The interior of the house is lush with extensive equipment, fixtures and custom-made furniture, all made of solid cherry. This cherry was also shipped by truck, then planed and shaped for its use here. In addition to cabinets, doors, and woodwork, this massive cherry is built into sofas, tables, beds, dressers, cabinets, and a large buffet that was designed by Gilmore and built by artisans. Everyone stays in the house.

The long, glass hall forms an art gallery and brings in the 75 hectares of the surrounding land.  The massive cherry was sculpted on site.  The furniture here was all designed and built for the place.

Aside from the meticulous visual work, this house was a massive engineering project. Behind the stone and cherry face, its hidden structure is made entirely of steel.

Serras said her husband “built this house as a work of love for all of us. But now it is not being used to the full.

“It takes people.
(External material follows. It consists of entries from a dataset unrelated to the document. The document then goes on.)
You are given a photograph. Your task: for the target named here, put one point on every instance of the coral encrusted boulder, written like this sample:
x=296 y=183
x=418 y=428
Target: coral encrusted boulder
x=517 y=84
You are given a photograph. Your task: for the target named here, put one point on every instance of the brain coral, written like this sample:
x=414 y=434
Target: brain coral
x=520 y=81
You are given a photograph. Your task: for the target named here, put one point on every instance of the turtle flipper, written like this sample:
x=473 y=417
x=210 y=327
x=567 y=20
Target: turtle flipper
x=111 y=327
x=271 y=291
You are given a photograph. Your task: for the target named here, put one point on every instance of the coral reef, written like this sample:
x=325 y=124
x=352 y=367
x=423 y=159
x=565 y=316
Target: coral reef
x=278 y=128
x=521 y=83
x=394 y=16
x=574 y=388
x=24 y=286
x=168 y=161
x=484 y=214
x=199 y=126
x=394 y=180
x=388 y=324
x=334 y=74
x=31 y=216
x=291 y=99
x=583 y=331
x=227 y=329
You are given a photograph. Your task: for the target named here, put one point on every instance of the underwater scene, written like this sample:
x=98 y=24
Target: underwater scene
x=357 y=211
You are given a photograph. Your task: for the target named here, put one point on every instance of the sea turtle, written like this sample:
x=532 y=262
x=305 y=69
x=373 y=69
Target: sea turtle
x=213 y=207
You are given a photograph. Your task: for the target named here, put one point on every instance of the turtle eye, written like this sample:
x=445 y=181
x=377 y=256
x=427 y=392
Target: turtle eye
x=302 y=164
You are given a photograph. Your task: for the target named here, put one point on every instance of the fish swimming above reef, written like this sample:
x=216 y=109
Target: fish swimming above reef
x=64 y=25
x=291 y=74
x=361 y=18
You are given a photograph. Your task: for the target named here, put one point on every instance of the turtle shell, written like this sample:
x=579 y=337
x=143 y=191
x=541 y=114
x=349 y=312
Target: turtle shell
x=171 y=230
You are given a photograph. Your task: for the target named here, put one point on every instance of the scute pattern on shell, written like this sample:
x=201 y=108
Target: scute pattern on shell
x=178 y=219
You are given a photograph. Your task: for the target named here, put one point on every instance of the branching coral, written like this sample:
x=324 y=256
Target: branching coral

It takes people who live in it and love it.”

The owners' bathroom combines cobalt blue tile with cabinets made from the same solid cherry that runs through the rest of the house.

Big stone house

Where: 3900 N. Dixboro Road, Ann Arbor

How much: $ 4,820,000

Bedroom: 4th

Bath: 4 full, 1 half

Square feet: 5.155

Key Features: The stunning Frank Lloyd Wright-style Carl Gilmore home is a work of art in its own right. Real industrial kitchen, beautiful aesthetics made of stone, cherry, glass and artisanal furniture, on 75 hectares of meadow.

Contact: Keith Brandt, Brandt Real Estate, 248-938-0777.